Further, 1% of porous polypyrrole powder based on the weight of the lead component in the mixed material is mixed with a mixed material mainly containing lead powder, and this is mixed with polyvinylidene fluoride as a binder. Using the paste kneaded with the liquid dissolved in N-methylpyrrolidone as described above, a battery was prepared in the same manner as in the above example. The discharge capacity at a high rate discharge of 1 C or more of this battery was increased by 10 to 15% as compared with the battery in which the porous polypyrrole powder was not added, and the cycle life number was 250 cycles. From this, the present invention can be applied to the case where an organic polymer resin is used as a binder, and the electrode plate is formed by using a paste prepared by kneading a mixed material with a liquid obtained by dissolving the organic polymer resin in a solvent. Was confirmed to be effective.

[0030]

As described above, by adding porous powdery polypyrrole to the electrode plate of the lead storage battery, a large amount of electrolytic solution can be retained in the electrode plate, and at the same time, the electrode plate strength can be increased.

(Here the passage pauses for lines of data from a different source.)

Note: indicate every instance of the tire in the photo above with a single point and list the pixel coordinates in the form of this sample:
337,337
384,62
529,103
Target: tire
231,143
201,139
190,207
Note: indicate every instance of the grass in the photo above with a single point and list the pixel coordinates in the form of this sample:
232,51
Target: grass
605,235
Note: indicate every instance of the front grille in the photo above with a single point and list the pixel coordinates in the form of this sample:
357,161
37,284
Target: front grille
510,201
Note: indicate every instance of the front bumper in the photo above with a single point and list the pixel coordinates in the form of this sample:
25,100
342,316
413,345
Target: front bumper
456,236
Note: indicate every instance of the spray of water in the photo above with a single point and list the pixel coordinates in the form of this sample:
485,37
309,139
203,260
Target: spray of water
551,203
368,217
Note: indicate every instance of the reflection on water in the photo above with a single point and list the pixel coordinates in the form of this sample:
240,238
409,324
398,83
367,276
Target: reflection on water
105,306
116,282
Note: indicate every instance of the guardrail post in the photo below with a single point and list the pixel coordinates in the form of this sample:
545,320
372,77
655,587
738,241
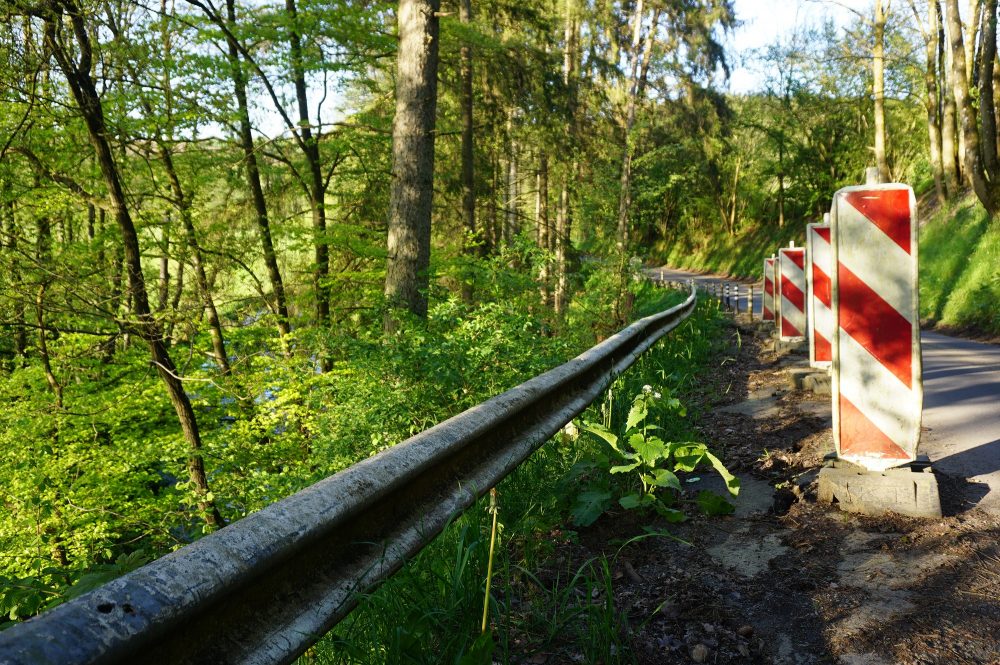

Therefore, by using this electrode plate, it is possible to obtain a lead-acid battery having excellent high rate discharge characteristics and cycle life.

[Brief description of the drawings]

FIG. 1 is a sectional view of a lead-acid battery electrode plate according to the present invention.

FIG. 2 is a cross-sectional view of a conventional high-density packed electrode plate.

FIG. 3 is a cross-sectional view of a conventional low-density packed electrode plate.

FIG. 4 is a diagram showing the relationship between the amount of powdered polypyrrole added and the positive electrode discharge characteristics.

[Explanation of symbols]

 1 powdered polypyrrole 2 active material particles 3 interparticle voids 4 current collector lattice 5 voids

Claims (5)

[Claims] 1. An electrode plate for a lead storage battery, wherein the active material is lead or lead dioxide, which contains a powdery and porous polypyrrole. 2. A mixed material mainly composed of lead powder is mixed with powdery and porous polypyrrole, and the mixture is kneaded with water and sulfuric acid to fill a current collector made of lead alloy with aging. A method of manufacturing an electrode plate for a lead storage battery, which is made into an electrode plate through a process and a chemical conversion process. 3. A powdery and porous polypyrrole is mixed with a lead powder-based mixture, and these are kneaded with a solution prepared by dissolving an organic polymer resin as a binder in a solvent. A method for manufacturing an electrode plate for a lead storage battery in which the paste is applied to a lead alloy current collector, dried, and then subjected to a chemical conversion process to form an electrode plate. 4. The lead plate for a lead storage battery according to claim 1, which contains polypyrrole produced by mixing pyrrole with a solution containing a chemical oxidant. 5. The lead plate for a lead storage battery according to claim 4, wherein the chemical oxidant is ammonium persulfate.